The Government of Bulgaria and the World Bank signed a Master Derivatives Agreement (MDA) on July 29, 2003, allowing the Government of Bulgaria to use a range of hedging products linked to existing World Bank loans to assist Bulgaria in reducing its currency and interest rate risks. These hedging products include currency swaps, interest rate swaps, caps and collars and, on a case by case basis, commodity swaps. In working toward an agreement, the Bulgarian government was able to rely on support from the World Bank’s Treasury, Legal and Operational staff in considering the legal and technical aspects associated with the World Bank’s hedging products, within the government’s broader financial management framework.

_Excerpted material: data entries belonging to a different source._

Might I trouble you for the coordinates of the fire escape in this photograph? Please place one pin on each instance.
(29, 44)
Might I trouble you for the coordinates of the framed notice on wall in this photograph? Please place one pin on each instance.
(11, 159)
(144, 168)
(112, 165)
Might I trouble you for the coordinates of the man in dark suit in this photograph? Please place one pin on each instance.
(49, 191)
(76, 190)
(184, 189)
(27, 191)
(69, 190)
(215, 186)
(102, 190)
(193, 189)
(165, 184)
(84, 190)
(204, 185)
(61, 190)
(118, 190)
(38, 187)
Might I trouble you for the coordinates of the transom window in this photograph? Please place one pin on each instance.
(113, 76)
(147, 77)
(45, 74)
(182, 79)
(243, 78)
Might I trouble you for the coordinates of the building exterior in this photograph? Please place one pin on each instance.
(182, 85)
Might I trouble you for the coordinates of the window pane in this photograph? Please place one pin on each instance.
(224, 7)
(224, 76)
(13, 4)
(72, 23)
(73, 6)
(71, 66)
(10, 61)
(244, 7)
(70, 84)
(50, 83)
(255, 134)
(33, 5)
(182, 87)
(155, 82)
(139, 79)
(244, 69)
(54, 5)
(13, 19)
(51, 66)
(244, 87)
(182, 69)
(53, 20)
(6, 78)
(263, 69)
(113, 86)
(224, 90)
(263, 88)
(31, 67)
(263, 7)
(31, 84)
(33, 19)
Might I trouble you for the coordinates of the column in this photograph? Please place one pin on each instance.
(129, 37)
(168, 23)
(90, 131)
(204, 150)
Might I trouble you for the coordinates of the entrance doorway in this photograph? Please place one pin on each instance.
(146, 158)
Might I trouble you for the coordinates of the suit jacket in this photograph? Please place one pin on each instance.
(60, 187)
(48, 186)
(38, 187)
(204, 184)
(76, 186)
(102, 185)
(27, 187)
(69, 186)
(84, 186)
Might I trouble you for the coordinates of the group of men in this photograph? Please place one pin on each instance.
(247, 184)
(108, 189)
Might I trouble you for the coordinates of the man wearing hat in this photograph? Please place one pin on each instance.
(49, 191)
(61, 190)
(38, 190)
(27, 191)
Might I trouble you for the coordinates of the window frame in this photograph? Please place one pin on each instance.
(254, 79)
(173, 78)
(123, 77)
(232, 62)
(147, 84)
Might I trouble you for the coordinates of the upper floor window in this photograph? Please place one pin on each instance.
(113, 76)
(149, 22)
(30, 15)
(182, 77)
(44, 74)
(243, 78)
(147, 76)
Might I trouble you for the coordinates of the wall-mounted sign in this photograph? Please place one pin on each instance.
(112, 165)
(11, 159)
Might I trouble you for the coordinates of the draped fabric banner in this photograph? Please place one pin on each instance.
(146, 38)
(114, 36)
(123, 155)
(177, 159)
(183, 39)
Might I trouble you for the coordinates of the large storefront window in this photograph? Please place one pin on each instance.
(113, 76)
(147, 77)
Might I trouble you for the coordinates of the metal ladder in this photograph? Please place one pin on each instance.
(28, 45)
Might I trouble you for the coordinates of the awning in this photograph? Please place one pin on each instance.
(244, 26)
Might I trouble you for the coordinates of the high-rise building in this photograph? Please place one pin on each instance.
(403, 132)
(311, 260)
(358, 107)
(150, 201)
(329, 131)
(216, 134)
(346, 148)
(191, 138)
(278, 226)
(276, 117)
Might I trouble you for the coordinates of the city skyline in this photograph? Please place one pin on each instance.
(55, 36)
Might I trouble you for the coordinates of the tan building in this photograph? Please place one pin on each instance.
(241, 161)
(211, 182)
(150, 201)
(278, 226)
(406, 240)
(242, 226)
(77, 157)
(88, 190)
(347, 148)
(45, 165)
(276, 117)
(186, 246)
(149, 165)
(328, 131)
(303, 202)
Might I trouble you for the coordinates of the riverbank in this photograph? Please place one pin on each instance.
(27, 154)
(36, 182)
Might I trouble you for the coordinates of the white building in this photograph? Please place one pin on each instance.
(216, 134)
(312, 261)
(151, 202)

The hedging products offered by the World Bank allow borrowers to use standard market techniques to transform the risk characteristics of their outstanding World Bank loans. In providing these financial products, the World Bank stands between market institutions and its borrowers, entering into separate financial contracts with each of them. Borrowers therefore benefit from financial terms that reflect the Bank’s own AAA credit rating. The World Bank uses one of the standard derivatives agreements published by the International Swaps and Derivatives Association, Inc. (ISDA) (the ISDA Master Agreement – Multicurrency - Cross Border), as documentation for clients’ hedging transactions.